Minhas Férias de Verão
In July 1997 I vacationed in France, probably the country with the richest record of prehistoric humanity in the world. The record is especially rich in the Dordogne region of southwest France, and, within the Dordorgne, around the village of Les Eyzies, the self-styled "World Capital of Prehistory". I was lucky enough to be able to spend a few days there.Os primeiros esqueletos Cro-Magnon foram descobertos em 1868 sob uma saliência rochosa em uma das extremidades da cidade. Uma pequena placa comemora a descoberta. Nas proximidades encontra-se o sítio arqueológico Abri Pataud. Na outra extremidade da cidade estão os sítios Font de Gaume e Les Combarelles, ambos abertos ao público e contendo pinturas rupestres.
A poucos quilômetros fora da cidade estão os sítios de La Madeleine (depois do qual o período Magdaleniano é nomeado) e Le Moustier (sítio de um famoso esqueleto de Neandertal descoberto em 1908, e pelo qual o conjunto de ferramentas Mousteriano usado pelos Neandertais é nomeado).
O Musée National de Préhistoire fica no centro da
vila, situado sob uma falésia sobreposta.

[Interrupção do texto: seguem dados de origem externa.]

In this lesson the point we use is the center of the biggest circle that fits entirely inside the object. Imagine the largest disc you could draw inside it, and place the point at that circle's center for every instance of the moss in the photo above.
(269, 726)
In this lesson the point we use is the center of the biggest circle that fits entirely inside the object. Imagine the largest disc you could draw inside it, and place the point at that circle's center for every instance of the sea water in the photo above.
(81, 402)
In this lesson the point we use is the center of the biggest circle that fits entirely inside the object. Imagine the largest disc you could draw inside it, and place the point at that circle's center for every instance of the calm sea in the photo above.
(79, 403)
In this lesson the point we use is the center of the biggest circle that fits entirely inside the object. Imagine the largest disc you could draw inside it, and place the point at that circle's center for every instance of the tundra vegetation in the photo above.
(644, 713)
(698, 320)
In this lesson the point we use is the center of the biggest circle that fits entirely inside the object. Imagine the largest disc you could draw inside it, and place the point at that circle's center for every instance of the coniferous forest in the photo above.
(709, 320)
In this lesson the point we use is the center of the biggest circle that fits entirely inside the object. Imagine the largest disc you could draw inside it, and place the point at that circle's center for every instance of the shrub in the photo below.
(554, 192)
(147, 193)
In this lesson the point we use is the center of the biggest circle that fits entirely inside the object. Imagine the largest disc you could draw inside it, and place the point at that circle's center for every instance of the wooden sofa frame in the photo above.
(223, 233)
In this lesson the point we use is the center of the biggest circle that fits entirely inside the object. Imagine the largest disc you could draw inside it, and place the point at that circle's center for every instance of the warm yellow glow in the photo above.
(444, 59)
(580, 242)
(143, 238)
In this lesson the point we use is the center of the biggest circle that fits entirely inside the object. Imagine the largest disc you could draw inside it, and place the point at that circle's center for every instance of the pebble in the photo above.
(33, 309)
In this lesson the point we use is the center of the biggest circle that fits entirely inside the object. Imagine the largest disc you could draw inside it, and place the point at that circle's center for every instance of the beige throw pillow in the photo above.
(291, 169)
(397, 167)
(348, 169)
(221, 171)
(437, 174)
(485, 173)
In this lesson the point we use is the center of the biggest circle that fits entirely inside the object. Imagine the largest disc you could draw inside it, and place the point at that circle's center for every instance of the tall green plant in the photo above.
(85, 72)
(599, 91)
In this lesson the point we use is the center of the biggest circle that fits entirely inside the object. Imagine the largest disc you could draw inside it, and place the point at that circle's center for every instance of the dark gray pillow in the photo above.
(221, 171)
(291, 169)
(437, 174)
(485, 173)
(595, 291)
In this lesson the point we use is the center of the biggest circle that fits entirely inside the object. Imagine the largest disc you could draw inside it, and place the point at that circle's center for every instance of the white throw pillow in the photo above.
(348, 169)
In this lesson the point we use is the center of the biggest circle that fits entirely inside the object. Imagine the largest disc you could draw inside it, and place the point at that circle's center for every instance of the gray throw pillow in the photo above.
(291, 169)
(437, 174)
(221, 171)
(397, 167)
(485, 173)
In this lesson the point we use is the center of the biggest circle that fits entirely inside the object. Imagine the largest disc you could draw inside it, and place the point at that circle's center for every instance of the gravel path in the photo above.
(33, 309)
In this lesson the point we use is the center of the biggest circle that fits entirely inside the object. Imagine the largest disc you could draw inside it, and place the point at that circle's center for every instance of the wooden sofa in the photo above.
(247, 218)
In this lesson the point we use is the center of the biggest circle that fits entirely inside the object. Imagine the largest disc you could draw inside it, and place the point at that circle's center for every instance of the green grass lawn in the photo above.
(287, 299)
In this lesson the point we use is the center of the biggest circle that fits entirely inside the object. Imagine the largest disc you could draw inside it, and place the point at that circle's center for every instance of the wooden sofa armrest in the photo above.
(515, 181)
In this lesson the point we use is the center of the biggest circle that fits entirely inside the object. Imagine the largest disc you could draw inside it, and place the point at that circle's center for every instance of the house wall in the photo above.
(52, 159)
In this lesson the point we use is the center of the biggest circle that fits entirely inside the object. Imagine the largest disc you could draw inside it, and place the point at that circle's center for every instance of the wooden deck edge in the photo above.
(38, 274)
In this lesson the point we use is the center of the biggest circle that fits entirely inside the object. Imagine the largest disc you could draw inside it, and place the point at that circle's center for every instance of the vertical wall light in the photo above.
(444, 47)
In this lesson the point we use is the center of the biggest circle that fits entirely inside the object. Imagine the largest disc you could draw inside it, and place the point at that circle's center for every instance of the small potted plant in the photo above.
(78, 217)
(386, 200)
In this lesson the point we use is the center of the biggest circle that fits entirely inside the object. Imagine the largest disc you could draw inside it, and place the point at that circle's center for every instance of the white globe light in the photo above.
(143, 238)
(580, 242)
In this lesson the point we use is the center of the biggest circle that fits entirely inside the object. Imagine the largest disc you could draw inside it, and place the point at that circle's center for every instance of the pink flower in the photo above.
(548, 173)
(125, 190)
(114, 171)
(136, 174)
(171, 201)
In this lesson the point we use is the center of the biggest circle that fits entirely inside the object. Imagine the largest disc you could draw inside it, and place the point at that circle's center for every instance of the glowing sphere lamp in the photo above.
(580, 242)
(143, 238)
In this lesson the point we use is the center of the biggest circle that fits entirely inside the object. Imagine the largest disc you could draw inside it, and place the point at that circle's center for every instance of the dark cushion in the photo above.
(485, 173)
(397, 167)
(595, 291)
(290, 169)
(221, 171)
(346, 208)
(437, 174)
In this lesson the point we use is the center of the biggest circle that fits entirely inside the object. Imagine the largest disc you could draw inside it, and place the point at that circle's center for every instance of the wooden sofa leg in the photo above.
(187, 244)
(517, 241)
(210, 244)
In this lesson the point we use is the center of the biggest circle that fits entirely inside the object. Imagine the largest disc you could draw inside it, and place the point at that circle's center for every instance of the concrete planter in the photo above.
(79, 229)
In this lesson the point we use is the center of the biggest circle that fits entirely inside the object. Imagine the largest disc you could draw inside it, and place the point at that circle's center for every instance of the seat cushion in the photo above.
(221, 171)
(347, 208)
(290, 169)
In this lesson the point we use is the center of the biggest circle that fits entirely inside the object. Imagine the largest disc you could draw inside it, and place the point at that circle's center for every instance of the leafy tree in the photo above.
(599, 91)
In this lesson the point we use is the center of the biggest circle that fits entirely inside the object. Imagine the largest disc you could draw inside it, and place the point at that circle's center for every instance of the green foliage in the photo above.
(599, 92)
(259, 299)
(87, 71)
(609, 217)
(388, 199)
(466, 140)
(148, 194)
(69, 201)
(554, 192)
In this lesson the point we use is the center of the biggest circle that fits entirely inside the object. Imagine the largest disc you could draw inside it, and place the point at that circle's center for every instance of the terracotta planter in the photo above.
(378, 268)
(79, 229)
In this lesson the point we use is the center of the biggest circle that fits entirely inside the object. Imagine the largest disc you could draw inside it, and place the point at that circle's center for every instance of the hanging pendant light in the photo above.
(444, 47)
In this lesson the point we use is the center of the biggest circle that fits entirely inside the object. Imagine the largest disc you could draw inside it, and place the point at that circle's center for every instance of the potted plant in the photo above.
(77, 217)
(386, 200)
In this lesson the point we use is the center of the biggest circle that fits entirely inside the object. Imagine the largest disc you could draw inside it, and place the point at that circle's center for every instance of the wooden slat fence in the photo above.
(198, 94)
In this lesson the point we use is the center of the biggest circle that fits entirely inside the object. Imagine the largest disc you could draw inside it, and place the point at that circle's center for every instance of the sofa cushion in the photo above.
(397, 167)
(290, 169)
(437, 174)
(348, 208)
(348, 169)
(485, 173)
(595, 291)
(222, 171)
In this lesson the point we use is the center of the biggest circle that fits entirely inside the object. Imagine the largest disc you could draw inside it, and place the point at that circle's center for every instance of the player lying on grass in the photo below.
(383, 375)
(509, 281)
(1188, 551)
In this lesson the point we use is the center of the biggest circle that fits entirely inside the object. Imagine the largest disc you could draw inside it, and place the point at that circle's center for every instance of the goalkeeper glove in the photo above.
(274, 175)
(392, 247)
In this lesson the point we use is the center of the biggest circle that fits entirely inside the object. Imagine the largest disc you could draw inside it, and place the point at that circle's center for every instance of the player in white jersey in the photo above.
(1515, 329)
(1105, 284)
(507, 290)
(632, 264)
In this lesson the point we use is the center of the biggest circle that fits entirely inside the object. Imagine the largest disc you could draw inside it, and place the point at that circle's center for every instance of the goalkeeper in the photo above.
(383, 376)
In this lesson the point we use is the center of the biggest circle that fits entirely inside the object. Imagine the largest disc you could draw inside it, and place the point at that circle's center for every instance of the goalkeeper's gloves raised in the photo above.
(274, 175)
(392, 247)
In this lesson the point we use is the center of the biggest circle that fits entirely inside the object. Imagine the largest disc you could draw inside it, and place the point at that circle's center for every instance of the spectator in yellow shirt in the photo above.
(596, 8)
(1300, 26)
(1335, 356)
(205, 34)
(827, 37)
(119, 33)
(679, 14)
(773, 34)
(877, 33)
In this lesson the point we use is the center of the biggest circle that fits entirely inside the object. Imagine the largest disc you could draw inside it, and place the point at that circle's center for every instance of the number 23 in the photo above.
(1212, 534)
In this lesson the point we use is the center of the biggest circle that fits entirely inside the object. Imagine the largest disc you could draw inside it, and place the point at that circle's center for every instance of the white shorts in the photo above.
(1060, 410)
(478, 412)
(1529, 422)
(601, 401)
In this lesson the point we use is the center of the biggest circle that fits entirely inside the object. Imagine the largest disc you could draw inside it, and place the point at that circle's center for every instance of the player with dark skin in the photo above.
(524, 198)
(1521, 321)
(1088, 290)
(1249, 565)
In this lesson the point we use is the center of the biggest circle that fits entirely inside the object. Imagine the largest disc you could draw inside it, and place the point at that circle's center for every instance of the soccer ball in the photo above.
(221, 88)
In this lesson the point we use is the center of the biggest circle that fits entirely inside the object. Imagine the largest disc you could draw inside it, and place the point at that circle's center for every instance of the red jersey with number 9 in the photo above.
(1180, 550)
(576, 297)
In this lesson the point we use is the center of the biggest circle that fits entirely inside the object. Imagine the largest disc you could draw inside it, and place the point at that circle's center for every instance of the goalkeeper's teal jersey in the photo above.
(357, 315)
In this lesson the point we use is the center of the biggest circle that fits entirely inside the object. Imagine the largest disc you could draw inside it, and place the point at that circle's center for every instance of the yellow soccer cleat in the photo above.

Havia uma fascinante
exposição temporária de imagens mostrando como os neandertais foram retratados
desde sua descoberta. Este museu também é um dos poucos lugares onde você
pode ver um fóssil de hominídeo genuíno: o esqueleto parcial de um
bebê neandertal de Roc de Marsal está exposto ao público. Fora
do museu está a famosa estátua de um neandertal feita por Paul Darde em 1930.
As habitações rupestres de Roque
St. Christophe foram habitadas quase continuamente há mais de 50.000
anos. Há uma vista maravilhosa sobre o vale do Rio Vézère. Os primeiros
habitantes foram os neandertais (um diorama mostra um neandertal defendendo
sua família contra um urso das cavernas), mas durante a Idade Média uma
pequena cidade fortificada de até 1.000 pessoas vivia nas saliências e na
base da falésia.
Muito perto de Roque St. Christophe fica o PréhistoParc em Tursac. Este parque ao ar livre possui dioramas em tamanho real de animais extintos e de cenas da vida dos neandertais e dos cro-magnons. A cena mais elaborada é a de um grupo de neandertais avançando para matar um mastodonte que eles armaram em uma armadilha de queda. Esta exposição e algumas outras são aprimoradas por uma trilha sonora que toca a cada 8 minutos e assusta crianças pequenas de forma muito eficaz.
Não foi possível visitar Lascaux ou algumas das outras grutas, pois estão reservadas com muita antecedência. Felizmente, foi possível visitar a Grotte de Rouffignac, a cerca de 20 km de distância, sem necessidade de reserva prévia. Rouffignac é especialmente famosa pelo grande número de mamutes pintados em suas paredes. Um pequeno trem elétrico leva os visitantes cerca de um quilômetro para dentro da gruta. A arte data de cerca de 13.000 anos atrás e consiste em desenhos monocromáticos em linha e gravuras, não tão espetaculares quanto as pinturas mais elaboradas em Lascaux, mas ainda muito boas. Além dos mamutes, há um trio especialmente bom de rinocerontes lanudos. O Teto Grande, profundamente dentro da gruta, contém um friso de 66 animais feito em um ponto onde o teto originalmente tinha apenas 2 ou 3 pés de altura. O chão foi escavado para que os visitantes agora possam entrar na câmara e observar todo o teto.
Para quem tem interesse em pré-história, Les Eyzies é um destino que não deve ser perdido.
Esta página faz parte do FAQ sobre Fósseis de Hominídeos no Arquivo TalkOrigins.